It was four years ago that I got the call I had been dreading. It was the summons to Princess Alexandria Hospital, calling me to Harlow where my Dad lived, because he was in his final days. In the gold, grey dawn of St Joseph’s Day, he slipped away from us. And all I remember thinking was ‘finally, he’s in a place where no one can hurt him, and he can no longer hurt himself’.
My mum and dad were Sixties radicals, who’d campaigned against apartheid. But as they settled down, inspired by Clement Attlee’s new towns, my dad, Dermot, became a planner, fascinated by the idea that we could build new communities in the countryside. He worked all the hours God sent. But the higher up the ranks he rose, the deeper became his dependence on alcohol. And when we lost my mum to cancer at 52 on Boxing Day 1997, it knocked him into the abyss.

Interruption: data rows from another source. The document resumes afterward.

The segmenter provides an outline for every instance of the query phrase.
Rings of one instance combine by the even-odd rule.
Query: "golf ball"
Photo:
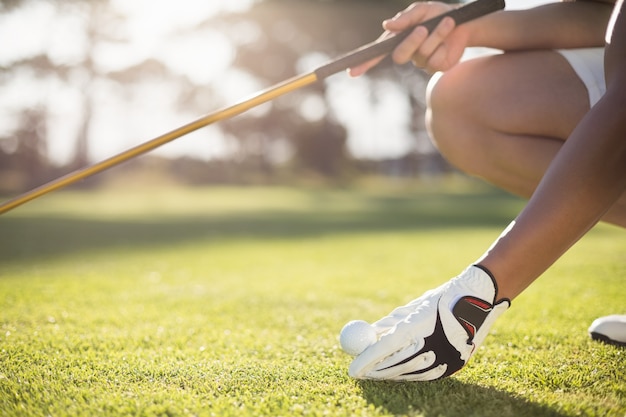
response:
[[[339,334],[339,344],[344,352],[357,356],[376,342],[376,330],[368,322],[353,320],[348,322]]]

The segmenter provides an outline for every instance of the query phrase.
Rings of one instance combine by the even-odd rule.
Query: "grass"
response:
[[[60,192],[0,216],[3,416],[624,416],[626,233],[600,225],[470,364],[360,382],[337,335],[456,275],[523,202],[474,183]]]

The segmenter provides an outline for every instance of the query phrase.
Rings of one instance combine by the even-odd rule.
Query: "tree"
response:
[[[65,171],[71,171],[91,162],[93,118],[101,110],[103,97],[117,95],[120,101],[127,99],[131,95],[129,91],[132,91],[132,85],[146,80],[157,85],[163,79],[168,79],[180,83],[180,89],[189,88],[185,77],[171,72],[167,66],[155,60],[147,59],[115,71],[102,65],[102,59],[96,56],[102,47],[123,44],[127,40],[124,31],[119,30],[124,27],[123,17],[111,9],[105,0],[13,0],[0,3],[0,17],[14,17],[17,20],[19,15],[22,20],[18,23],[22,23],[25,30],[29,18],[42,14],[48,16],[44,24],[50,26],[51,33],[45,36],[50,39],[39,39],[41,47],[31,50],[30,55],[14,50],[13,56],[6,56],[0,67],[0,86],[5,90],[19,83],[28,86],[21,94],[23,100],[5,102],[3,108],[0,108],[7,117],[17,120],[11,129],[5,129],[3,142],[18,143],[16,147],[0,146],[0,154],[4,154],[2,160],[11,160],[10,163],[0,165],[0,171],[17,172],[20,178],[30,177],[20,182],[25,187],[51,179],[42,179],[43,171],[35,169],[33,156],[22,149],[32,148],[36,137],[40,157],[48,156],[44,144],[50,129],[42,130],[36,126],[48,127],[53,124],[59,103],[61,107],[71,108],[62,114],[62,118],[69,122],[66,124],[73,126],[73,129],[65,129],[63,132],[65,141],[74,143],[73,155],[69,161],[63,162],[66,164]],[[55,38],[53,35],[57,32],[64,33],[65,37]],[[67,43],[60,45],[63,42],[72,42],[74,48],[69,48],[72,51],[70,56],[67,56],[67,52],[66,56],[59,53],[63,47],[67,49]],[[8,173],[5,177],[7,175],[13,174]]]
[[[233,66],[253,74],[259,85],[270,86],[312,70],[312,64],[322,64],[371,42],[380,35],[380,22],[407,4],[406,1],[374,0],[265,0],[249,11],[210,20],[202,26],[226,33],[237,49]],[[389,61],[371,71],[369,77],[400,82],[397,68]],[[417,77],[425,85],[426,76],[418,74]],[[406,95],[419,107],[417,113],[423,114],[423,98],[415,100],[415,95],[423,95],[423,89],[417,92],[408,88]],[[301,104],[311,96],[323,98],[324,108],[320,110],[323,123],[303,114]],[[377,100],[376,92],[371,92],[370,97]],[[275,100],[270,104],[271,110],[260,117],[243,115],[228,121],[224,129],[238,139],[244,150],[254,148],[259,138],[263,138],[263,149],[267,150],[272,149],[272,141],[287,140],[297,164],[323,175],[337,174],[341,171],[336,167],[339,159],[345,165],[349,155],[346,126],[341,126],[332,114],[328,106],[330,99],[327,84],[320,83]],[[261,155],[258,151],[250,153]],[[271,159],[271,156],[265,158]]]
[[[168,98],[171,100],[169,110],[179,115],[190,115],[190,118],[196,117],[208,110],[232,104],[230,91],[226,89],[233,85],[240,87],[237,84],[249,83],[253,88],[249,92],[256,92],[372,41],[380,34],[380,22],[408,3],[400,0],[264,0],[254,3],[245,12],[222,14],[179,28],[173,35],[180,39],[219,32],[222,34],[222,47],[232,51],[228,62],[217,62],[217,55],[210,49],[208,39],[206,49],[202,49],[202,42],[192,43],[187,56],[208,58],[205,59],[208,63],[190,64],[200,65],[194,70],[196,74],[214,71],[214,67],[227,67],[209,83],[194,78],[190,75],[193,71],[181,70],[180,63],[171,62],[170,58],[158,53],[126,61],[115,68],[106,65],[102,51],[122,48],[128,41],[129,33],[129,22],[106,0],[4,1],[0,3],[0,17],[22,8],[44,7],[51,11],[55,19],[71,23],[68,25],[74,28],[71,41],[78,41],[69,58],[59,58],[54,51],[41,49],[30,55],[18,54],[17,58],[0,63],[0,86],[15,85],[18,79],[41,86],[37,90],[38,95],[30,102],[0,107],[0,116],[2,112],[26,114],[29,108],[39,109],[35,115],[16,118],[21,122],[12,131],[5,129],[5,133],[21,142],[31,140],[25,138],[39,132],[39,141],[45,143],[47,137],[43,133],[53,133],[51,118],[58,101],[58,98],[53,100],[51,97],[71,96],[75,110],[68,112],[67,117],[75,117],[75,128],[64,134],[68,141],[75,143],[75,147],[67,169],[78,168],[90,162],[90,147],[94,145],[96,130],[94,119],[98,118],[107,101],[114,102],[117,107],[134,110],[129,103],[134,103],[133,100],[145,91],[169,89],[172,91],[171,98]],[[55,33],[55,28],[49,33]],[[50,44],[54,46],[53,39]],[[377,80],[398,84],[407,79],[409,81],[402,88],[404,100],[411,103],[415,120],[419,119],[423,113],[423,86],[427,77],[410,66],[399,68],[387,61],[371,71],[364,83],[364,88],[369,89],[367,100],[372,103],[380,101],[380,89],[389,85]],[[343,171],[341,166],[350,163],[347,143],[354,135],[352,126],[346,124],[345,118],[339,117],[342,109],[331,105],[337,93],[336,89],[329,87],[340,82],[351,81],[342,80],[341,75],[337,75],[330,81],[295,91],[259,109],[223,121],[212,127],[213,132],[221,131],[224,140],[236,143],[236,146],[230,146],[233,161],[255,167],[264,175],[271,176],[277,166],[290,158],[290,166],[299,165],[325,176],[338,175]],[[150,112],[150,109],[145,112]],[[47,126],[45,131],[29,130],[35,116],[41,119],[42,126]],[[131,117],[129,114],[123,116]],[[153,120],[158,118],[151,114],[144,117],[149,119],[150,116]],[[124,123],[127,121],[119,120],[116,124]],[[416,123],[407,125],[405,129],[418,132],[423,130],[423,126]],[[141,137],[135,139],[140,140]],[[199,140],[196,146],[201,149],[206,145]],[[47,149],[45,146],[38,148],[43,152]],[[15,153],[15,147],[0,146],[0,162],[9,153],[13,159],[23,157]],[[0,165],[0,171],[10,165],[21,166],[24,172],[30,172],[28,163],[16,162],[15,165]]]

But it was only when my dad died, that I found the National Association for Children of Alcoholics (NACOA) in Bristol. They helped me understand that all the conflicts and contortions I had as a child of an alcoholic – the insecurity, shame, drive for perfectionism, the armour plating you build to prevent anything from hurting you. All the defences every child of an alcoholic has to build.
At first, I rallied. But, contending with my failure to save my dad, I visited an uncle for some advice. He gave me an extraordinary quote from Samuel Beckett: “Ever tried. Ever failed. No matter. Try again. Fail again. Fail better.” I held onto that. I thought I was making progress. But I wasn’t.
I admired Jo Cox greatly. She was exactly the kind of person you want to see in public life; she was energetic, she brought people together, and she was determined. I didn’t know her terribly well, but for whatever reason, her murder was the trigger for a deep, long plunge into darkness.
I was the eldest son. Yet no matter how much I loved my mum, I couldn’t save her from cancer. No matter how hard I worked, I didn’t feel I could make my dad proud of me, stop him from drinking, or save his life. That sense of failure meant I didn’t think that happiness was justified to me.
It took 18 months of counselling for me to start to put my life back together again. And it took me back to first principles. I began to see that the little boy who was my younger self wasn’t some kind of failure; he was just a little boy desperately trying to help his mum and dad. For much of my early adult life, I had been programmed to try to be the person I thought others wanted me to be. Good counselling helped me see actually, I could be the person I wanted to be.
I was lucky that I had a family to catch me. But there are thousands in our country who are not so lucky. In my region, the West Midlands, 5,000 children have presented in our Accident & Emergency departments having self-harmed in the past five years alone. Drug and alcohol addiction services have been cut by millions. And no surprise, homelessness is soaring. Many of the homeless people I work with, just like my dad, are simply self-medicating trauma with drugs, and the support networks that should catch them as they fall are no longer there.
I worried a lot that I was dishonouring my parents by speaking up about our family life. But, the truth is my dad was also a child of alcoholics, two in fact. So to honour the child who became the man who became my father, and for the millions of children of addicts, we must end this moral emergency of safety nets which are simply no longer there.
Liam Byrne is the Labour MP for Birmingham Hodge Hill.